Mais ce qui démontre que le seigneur de Kergomar fut véritablement le héros des Royaux, dans nos contrées, c’est la confiance particulière que le Roi lui témoigna en lui confiant en 1591 le commandement de Guingamp, après la prise de cette ville par le prince de Dombes. Pour faire capituler cette place forte, il ne fallut rien moins qu’une longue et désastreuse canonnade et toutes les forces concentrées du parti du Roi dans le Léon, la Cornouaille et Tréguier. La plupart des capitaines Royaux qui commandaient des troupes dans ces contrées avaient pris part à ce siège. Le prince les avait tous vus à l’œuvre, il ne put par conséquent balancer et comparer en connaissance de cause les mérites et c’est sans doute ce qui le détermina à donner sa préférence d’estime au seigneur de Kergomar, en le nommant gouverneur de la ville.
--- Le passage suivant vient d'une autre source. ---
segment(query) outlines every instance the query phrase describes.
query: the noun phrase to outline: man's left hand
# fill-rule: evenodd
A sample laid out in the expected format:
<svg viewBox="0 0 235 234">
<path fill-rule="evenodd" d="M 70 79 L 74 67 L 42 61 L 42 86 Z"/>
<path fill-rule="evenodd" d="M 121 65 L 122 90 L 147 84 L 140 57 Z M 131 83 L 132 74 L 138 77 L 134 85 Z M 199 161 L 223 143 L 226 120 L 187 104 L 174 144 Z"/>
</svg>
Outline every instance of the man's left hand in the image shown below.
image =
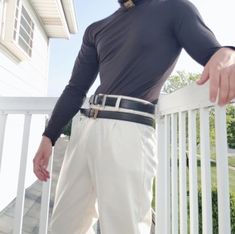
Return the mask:
<svg viewBox="0 0 235 234">
<path fill-rule="evenodd" d="M 223 106 L 235 98 L 235 50 L 221 48 L 207 62 L 197 84 L 210 81 L 210 100 Z"/>
</svg>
Au moins en cette circonstance avouera-t-on avec nous, que la prééminence fut au seigneur Lannionnais (NDLR : la charte qui nous a fourni ces détails ajoute que la ville de Guingamp fut prise par composition avec le prince de Dombes au mois de juin en l’an 1591 après plusieurs et terribles canonnades qu’elle endura auparavant sa randition et pour obvier au ravasge et pillerie de la dicte ville les bourgeois et aultres habitants et réfugiés d’iscelle paièrent pour leur rançon quarante mille escus sçavoir les bourgeois vingt et cinq et les resfugiés quinze mille chacun escu valant 60 sols tournois montant ensemble à la somme de six vingt mille livres tournois).
Enfin, en 1597, les habitants de Lannion, mus sans doute par un sentiment de reconnaissance et aussi par des sympathies dont nous avons déjà parlé, tout épuisés qu’ils fussent par les incendies, les pillages et le fisc exhorbitant de la crise qu’ils venaient de traverser, font encore dans leur détresse de riches présents au seigneur de Kergomar.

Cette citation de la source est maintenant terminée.